Now, let us understand how to break the big problem into small subproblems with an example let's say, for N = 2 and K = 3 and let the items be {R, G} we can see that this can be found out if:

• We know the possible answer for buying at most 3 items if only 1 item is available, i.e. {(R), (RR), (RRR)}.
• We know the possible answer for buying at most 2 items if 2 items are available, i.e. {(R), (G), (RG), (RR), (GG)}, now, as we want the answer for at most 3 items, we will add the left out colour from the above point (G) to all the items which will make it {(RG), (GG), (RGG), (RRG), (GGG)}.
• Also, we will add a single color (G) to the set.
• This makes: {(R), (RR), (RRR), (RG), (GG), (RGG), (RRG), (GGG), (G)}, the answer becomes 9.
• This makes F(N = 2, K = 3) = F(N = 1, K = 3) + F(N = 2, K = 2) + 1.

The algorithm for the helper function will look as follows: 
N = Number of available items. 
K = The highest number of items Preeti can buy. 

int helper(N, K):

• If N or K becomes 0, return 0.
• Return helper(N-1, K) + helper(N, K-1) + 1.

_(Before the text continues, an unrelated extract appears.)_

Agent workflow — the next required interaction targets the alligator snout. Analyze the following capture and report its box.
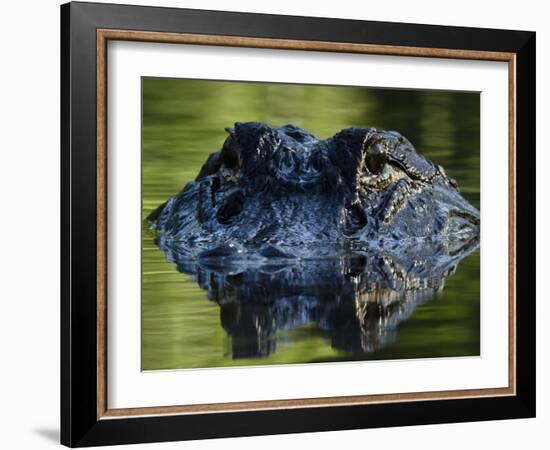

O(2 ^ (N + K)) per test case where N is the number of available items, and K is the maximum number of items that can be bought.

In the worst case, we are making 2 calls for every function and the tree is going at a max depth of N + K

O(N + K) per test case where N is the number of available items and K is the maximum number of items that can be bought.

In the worst case, extra space will be used by the recursion stack as there can be a maximum of N + K number of recursive calls at a time.